Some companies no longer feel the need to hide their desire to spy on their customers. For example, Comcast, Google TV, Microsoft and Verizon have applied for patents on designs for TVs and DVRs that can monitor what viewers do while using them. The plan is to track all movements, sounds, food and beverage choices, nationality, mood and other information to make ads more targeted and shows more relevant to the moment.
However, the conspiracy believers claim, "We know what it's really all about!" In today's world, it is virtually impossible to hide. All electronic devices transmit encrypted information, quite legally, in all directions. They also mark all their, i.e. your, activities with markers. Everything is equipped with special markers – even a sheet of paper from a printer, or a barrel in a weapon.
Chapter 4: The world is owned by specific individuals
The next day the training continued. Yuri Vasilyevich took Rutra around the entire center, telling and showing him where everyone was sitting and what was lying around. After a couple of hours, Rutra knew not only that only a very narrow circle of people suspected the existence of Center Zero, but also that there was only one way out of here to normal civilian (and not necessarily civilian) life.
– Through death," Yuri explained in his joking manner.
He also learned that even the government and presidential administration didn't know about the center. And that all this supreme power is just one of the subdivisions of Center Zero, and the top-level clearances have only a few. Yuri Vasilievich did not speak very favorably of them.
– What did you think? You think there's no control over the president? Even Stalin couldn't personally send troops wherever he thought they needed to go. It's all a myth about his unlimited power. Everything was decided by the "rate" and the "committee", and he was in the grip of an organization like ours. It seems to the average person that everything is decided by the power, which they talk about on TV every day. In fact, the real power is always hidden, it is not in public, but deep in the bunker.

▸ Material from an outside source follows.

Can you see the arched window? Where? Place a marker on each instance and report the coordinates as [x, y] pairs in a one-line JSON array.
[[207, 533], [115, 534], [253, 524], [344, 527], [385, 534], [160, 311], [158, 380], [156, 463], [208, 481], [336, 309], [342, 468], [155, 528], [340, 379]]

This brought an interesting thought to Ruth's mind. He thought, "How do all these people get from here to the surface? Where to? There are so many of them. Through what checkpoint or gatehouse? The same way I do? Then how can it be hidden? I mean, you have to disguise it somehow. It's not a problem, though.
He asked Vasilievich about it. He replied in his manner that this was the most interesting thing, and smiled. Indeed, the "most interesting" thing about the Zero department was that they came out through the Institute for Strategic Analysis under the President of Russia. But Rutra learned about that later.
After a week, Ruthra estimated that not everyone went upstairs in the evening. The dungeon itself was like a large anthill of corridors and rooms, and everyone had access only to their own corridor. Very rarely did anyone within a corridor have access to a neighboring room. Passes were issued in a very interesting way: an invisible bar code was put on the nail of the thumb, which had to be applied to a special scanner at the entrance. Every day the barcode was changed. At the entrance, the hand was put to a special printer, which put a special number. On the way out you had to put your hand to the scanner. After reading the number, the scanner destroyed it.
Yuri Vasilyevich was willful. He told me that he had been on assignment abroad many times, under different names, where, as he put it, he "did a lot of interesting things". In the specialized circles, it was called "combat service".